Well, generally, not a whole lot. Small bonuses are there but you could be forgiven for overlooking them entirely. I’ve compared the two games side-by-side on dual screens (360 & XOne) and at a push I guess I could admit the Xbox One counterpart looks a little sharper and brighter, that said it’s a very minuscule improvement. As we’re dealing with HD 2D images – this isn’t necessarily criticising the next-gen release, more-so congratulating the 360 and PS3 versions for their incredible quality. As a hardcore fan, I immediately noticed two additions to the next-gen versions – one of which is a new camera mode that allows you to take a snapshot of a special moment and share it; the other is a new scratch card concept. Because the load times on the next-gen are significantly faster (clocking in roughly 3 seconds or so) it doesn’t give the player that last-gen chance of earning an additional heart to make their level easier – therefore at the end of each level you can now earn a scratch card which, when scratched, unlocks certain bonuses. It’s a neat feature made even better on the PlayStation 4 version where you can use the somewhat superfluous touch pad to scratch away as if you’re some gambling addict in a Costcutters car-park.
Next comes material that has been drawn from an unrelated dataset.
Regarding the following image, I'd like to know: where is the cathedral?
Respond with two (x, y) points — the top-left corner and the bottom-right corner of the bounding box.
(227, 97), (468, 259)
Visually the game looks as good as it could ever be. The environments are varied and constantly move giving the illusion of a living, breathing world; the character models are well crafted and the boss designs are so grandiose it propels the player to keep gliding through to encounter the next one. Audio has always played a key part in this reboot, from Origins to the fantastic ‘Jungle Run’ on iOS devices, and while a lot of the same iconic tunes resurface here (such as the wild west-inspired ditty that plays when you’re being chased) it’s definitely a welcome return. Rayman Legends on the next generation is retro gaming at its finest, albeit with a significant lick of HD paint, some beautiful art design and a local co-op system which has brought myself and my girlfriend together more times than a Breaking Bad marathon.
In conclusion, Rayman Legends is fantastic value for money – even on the next generation of consoles. For hardcore fans of the franchise, there’s plenty of fan service in this one (not only is Murfy a playable buddy, you also get to return to Rayman 2’s greatest and spookiest level – Land of the Livid Dead) and for casual gamers you’re equally rewarded with a well-crafted, gem of a game. It’s not the most groundbreaking of titles, that’s granted, and a lack of online co-op permits Legends from being one of the truly greatest current-gen platforming titles – but if you want a game on your shelf that you can return to time after time with any friend, no matter of their age or gender, then Rayman Legends is the game for you.